Sensitivity analyses, including a deterministic sensitivity analysis (DSA; default variance ± 20%) and a probabilistic sensitivity analysis (PSA; default standard error 20% with 1000 iterations), as well as additional scenario assessments were carried out to assess the robustness of the results in relation to variation of inputs and key model assumptions.

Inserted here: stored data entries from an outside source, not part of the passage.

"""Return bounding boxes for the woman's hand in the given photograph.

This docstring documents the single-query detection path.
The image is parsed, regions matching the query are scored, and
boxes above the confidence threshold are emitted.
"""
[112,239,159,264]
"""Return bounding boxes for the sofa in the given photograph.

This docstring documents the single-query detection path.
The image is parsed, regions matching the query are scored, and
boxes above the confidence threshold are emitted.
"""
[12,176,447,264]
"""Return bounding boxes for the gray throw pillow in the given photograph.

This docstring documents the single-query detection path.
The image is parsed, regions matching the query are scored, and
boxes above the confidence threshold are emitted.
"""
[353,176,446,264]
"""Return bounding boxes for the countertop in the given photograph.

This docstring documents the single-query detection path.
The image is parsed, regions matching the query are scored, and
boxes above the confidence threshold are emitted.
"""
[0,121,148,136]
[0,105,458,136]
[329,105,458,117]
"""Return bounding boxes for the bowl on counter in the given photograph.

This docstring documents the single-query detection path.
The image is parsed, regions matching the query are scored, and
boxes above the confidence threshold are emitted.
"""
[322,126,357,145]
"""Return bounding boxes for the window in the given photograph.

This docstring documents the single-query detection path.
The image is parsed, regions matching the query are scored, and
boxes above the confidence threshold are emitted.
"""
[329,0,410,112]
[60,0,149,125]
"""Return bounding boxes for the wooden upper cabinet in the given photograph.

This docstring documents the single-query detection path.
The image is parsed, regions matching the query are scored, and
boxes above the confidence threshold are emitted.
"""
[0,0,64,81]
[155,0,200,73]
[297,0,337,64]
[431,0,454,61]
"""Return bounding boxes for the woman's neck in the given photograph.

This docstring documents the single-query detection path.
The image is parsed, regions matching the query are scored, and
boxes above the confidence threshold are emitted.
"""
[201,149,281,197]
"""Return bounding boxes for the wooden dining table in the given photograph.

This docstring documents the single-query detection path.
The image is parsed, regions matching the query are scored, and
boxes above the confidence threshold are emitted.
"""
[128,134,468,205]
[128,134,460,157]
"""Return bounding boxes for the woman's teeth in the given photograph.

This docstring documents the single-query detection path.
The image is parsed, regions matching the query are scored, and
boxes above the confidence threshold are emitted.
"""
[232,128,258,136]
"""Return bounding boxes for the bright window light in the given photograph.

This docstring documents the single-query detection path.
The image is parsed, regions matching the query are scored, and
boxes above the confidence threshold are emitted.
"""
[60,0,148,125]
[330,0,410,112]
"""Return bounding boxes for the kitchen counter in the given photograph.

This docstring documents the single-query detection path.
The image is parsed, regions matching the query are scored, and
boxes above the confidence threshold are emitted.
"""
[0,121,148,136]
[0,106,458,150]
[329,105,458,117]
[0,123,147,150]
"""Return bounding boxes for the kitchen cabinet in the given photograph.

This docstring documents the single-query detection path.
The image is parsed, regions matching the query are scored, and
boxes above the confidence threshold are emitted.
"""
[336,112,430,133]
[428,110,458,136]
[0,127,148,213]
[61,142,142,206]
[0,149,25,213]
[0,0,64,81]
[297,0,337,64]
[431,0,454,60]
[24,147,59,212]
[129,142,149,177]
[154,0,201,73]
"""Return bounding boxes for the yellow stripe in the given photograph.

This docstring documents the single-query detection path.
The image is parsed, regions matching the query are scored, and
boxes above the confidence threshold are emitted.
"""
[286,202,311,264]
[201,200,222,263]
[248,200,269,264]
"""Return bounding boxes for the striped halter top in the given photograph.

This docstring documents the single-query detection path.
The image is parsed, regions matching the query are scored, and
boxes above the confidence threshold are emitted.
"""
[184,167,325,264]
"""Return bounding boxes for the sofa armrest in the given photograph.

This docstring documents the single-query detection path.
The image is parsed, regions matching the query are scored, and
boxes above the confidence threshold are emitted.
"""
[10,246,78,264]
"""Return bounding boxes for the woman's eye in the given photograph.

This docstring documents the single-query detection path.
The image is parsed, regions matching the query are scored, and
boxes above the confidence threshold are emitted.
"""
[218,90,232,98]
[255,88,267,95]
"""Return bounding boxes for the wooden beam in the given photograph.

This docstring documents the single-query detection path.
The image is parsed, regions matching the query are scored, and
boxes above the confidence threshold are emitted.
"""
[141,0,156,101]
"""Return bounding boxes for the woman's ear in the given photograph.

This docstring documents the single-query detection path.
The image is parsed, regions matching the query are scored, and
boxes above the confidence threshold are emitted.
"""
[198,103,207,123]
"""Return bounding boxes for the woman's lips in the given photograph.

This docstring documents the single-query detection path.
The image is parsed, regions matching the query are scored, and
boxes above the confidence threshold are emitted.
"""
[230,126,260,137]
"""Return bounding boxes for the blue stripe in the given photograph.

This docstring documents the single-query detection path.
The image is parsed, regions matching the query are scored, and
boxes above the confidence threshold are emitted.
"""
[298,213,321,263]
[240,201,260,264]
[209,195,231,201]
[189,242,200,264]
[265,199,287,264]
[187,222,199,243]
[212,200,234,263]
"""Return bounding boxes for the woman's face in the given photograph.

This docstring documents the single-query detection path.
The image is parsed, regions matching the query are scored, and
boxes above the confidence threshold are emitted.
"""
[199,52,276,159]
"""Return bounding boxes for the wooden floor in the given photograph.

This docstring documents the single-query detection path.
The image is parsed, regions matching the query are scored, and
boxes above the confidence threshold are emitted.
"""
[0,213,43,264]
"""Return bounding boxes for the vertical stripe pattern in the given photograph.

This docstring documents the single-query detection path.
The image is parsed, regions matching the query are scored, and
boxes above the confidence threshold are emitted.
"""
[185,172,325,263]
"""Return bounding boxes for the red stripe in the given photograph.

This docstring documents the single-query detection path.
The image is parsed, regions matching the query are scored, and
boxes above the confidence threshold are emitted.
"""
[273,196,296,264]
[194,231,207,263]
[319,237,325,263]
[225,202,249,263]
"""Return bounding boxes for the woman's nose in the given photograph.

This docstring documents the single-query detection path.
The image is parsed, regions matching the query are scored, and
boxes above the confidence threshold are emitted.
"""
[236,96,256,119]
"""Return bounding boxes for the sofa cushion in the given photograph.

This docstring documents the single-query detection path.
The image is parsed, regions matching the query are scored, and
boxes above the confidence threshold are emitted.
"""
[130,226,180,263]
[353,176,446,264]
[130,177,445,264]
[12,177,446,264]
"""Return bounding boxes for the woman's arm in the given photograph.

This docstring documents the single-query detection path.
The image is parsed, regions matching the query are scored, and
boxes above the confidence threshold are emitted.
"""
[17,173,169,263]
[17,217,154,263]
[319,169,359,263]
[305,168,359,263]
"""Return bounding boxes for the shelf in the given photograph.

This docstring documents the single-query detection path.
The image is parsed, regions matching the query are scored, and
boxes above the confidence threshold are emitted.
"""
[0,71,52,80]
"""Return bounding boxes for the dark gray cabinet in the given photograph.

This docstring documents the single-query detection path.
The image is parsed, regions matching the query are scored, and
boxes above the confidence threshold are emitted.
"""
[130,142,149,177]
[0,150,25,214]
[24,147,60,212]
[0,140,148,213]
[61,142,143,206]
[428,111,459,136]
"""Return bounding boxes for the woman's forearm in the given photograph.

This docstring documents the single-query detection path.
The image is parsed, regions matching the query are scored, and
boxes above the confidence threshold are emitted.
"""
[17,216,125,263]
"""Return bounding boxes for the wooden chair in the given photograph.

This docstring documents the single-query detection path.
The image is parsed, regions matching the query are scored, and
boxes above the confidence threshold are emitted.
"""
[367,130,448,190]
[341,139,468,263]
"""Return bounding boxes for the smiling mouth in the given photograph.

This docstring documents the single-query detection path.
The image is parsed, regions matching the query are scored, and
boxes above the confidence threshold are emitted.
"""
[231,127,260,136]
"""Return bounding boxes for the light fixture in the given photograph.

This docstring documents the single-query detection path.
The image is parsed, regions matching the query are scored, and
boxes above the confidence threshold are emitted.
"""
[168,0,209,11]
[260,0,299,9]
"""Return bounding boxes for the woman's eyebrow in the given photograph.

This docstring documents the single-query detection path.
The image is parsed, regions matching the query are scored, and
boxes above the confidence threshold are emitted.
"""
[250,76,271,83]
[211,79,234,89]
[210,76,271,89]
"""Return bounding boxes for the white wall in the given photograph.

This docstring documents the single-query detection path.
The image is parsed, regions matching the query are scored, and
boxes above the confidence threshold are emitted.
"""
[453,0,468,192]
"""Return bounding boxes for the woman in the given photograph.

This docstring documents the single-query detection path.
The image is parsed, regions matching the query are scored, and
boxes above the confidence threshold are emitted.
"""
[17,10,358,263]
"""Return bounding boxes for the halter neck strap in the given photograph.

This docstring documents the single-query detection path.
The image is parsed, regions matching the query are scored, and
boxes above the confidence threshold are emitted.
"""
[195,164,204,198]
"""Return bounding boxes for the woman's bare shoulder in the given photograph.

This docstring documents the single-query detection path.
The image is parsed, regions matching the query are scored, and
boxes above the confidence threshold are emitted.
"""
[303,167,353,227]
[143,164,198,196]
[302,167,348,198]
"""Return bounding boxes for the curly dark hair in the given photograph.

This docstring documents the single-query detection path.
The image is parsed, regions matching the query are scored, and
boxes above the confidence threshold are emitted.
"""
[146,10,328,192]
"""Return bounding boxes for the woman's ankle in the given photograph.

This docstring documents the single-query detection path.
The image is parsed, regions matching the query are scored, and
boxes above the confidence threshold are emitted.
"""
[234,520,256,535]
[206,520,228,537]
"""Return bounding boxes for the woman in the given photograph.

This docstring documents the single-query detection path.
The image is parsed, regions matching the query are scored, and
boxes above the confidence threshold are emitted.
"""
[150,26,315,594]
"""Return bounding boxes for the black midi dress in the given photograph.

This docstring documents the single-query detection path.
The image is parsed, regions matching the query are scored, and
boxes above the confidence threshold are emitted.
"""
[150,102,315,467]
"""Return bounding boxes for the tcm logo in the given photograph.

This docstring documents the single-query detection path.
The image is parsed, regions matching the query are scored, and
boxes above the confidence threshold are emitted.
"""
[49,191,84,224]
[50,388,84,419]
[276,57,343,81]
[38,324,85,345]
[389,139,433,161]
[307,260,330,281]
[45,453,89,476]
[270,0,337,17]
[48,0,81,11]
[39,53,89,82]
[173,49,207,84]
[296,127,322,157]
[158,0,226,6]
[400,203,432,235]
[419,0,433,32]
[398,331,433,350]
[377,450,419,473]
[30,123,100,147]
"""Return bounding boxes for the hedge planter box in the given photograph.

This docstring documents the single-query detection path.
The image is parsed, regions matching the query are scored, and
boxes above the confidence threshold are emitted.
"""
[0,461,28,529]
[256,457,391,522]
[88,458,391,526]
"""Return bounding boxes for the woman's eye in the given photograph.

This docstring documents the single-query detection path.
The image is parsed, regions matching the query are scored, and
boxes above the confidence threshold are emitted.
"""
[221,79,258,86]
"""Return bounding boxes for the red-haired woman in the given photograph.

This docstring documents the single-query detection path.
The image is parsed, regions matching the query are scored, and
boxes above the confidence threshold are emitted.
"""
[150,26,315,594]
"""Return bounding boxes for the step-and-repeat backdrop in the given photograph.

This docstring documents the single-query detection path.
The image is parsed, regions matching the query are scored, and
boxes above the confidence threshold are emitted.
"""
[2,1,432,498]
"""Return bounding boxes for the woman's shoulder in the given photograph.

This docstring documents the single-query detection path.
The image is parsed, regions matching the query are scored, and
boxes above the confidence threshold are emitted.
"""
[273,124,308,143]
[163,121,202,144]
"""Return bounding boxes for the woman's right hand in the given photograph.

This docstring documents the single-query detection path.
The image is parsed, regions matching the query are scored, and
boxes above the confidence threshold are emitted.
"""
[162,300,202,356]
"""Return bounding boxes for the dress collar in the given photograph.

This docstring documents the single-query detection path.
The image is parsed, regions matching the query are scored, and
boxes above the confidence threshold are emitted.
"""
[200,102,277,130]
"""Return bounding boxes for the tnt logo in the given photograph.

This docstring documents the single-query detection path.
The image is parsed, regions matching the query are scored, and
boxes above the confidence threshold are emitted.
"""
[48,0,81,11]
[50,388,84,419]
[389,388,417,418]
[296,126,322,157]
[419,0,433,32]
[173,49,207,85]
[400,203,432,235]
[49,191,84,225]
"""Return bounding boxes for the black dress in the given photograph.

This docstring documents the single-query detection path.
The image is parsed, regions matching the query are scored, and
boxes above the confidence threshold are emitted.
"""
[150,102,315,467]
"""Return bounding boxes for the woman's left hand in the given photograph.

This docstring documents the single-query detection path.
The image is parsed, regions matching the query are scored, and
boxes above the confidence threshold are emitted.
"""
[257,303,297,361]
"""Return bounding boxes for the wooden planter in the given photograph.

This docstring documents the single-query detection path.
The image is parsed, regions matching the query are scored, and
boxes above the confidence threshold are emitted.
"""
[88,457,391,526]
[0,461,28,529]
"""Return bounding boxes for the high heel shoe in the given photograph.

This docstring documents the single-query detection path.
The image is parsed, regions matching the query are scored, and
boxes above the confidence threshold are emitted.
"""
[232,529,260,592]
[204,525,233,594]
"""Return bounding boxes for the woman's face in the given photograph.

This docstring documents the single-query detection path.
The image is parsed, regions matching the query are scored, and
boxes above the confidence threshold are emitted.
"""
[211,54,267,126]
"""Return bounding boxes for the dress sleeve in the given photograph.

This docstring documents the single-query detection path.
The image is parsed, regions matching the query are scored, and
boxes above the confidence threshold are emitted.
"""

Details of the scenario analyses are presented in Supplementary Table 6. To explore the impact of including non-hospitalized pneumonia and non-hospitalized OM in the model, the use of proxy data was tested. In another scenario, the vaccinated adult population was excluded from experiencing indirect effects. Various cost assumptions were explored by adjusting pricing per strategy (i.e., matching the total vaccine cost for PCV20 3 + 1 with PCV20 2 + 1) and excluding the administration cost for PCV20. In addition, a scenario was tested focusing on pneumococcal outcomes (i.e., cases caused by Streptococcus pneumoniae) as opposed to all-cause outcomes considered in the base case. Other scenarios involved testing different QALY decrement input data for sequelae and assuming a linear reduction of 5% and 10% for newly covered serotypes by PCV15 and PCV20. In the latter, we assumed that PCV13-serotypes have reached a steady state and would remain unchanged, while the distribution of serotypes unique to PCV15 and PCV20 would decline gradually, both at 5% and 10% annually, until a new steady state was reached for the indirect effect (i.e., 6 years post implementation). The reduction in the newly covered serotypes under PCV15 and PCV20 compared to PCV13 would reflect in the emergence of non-vaccine-type serotypes, ultimately reducing the additional benefits of PCV15 and PCV20 over time. The final scenario focused on the impact of the new coming birth cohort on the results, in which a 10.9% lower birth cohort size compared with the base case was assumed, as France recently experienced a reduced birth rate.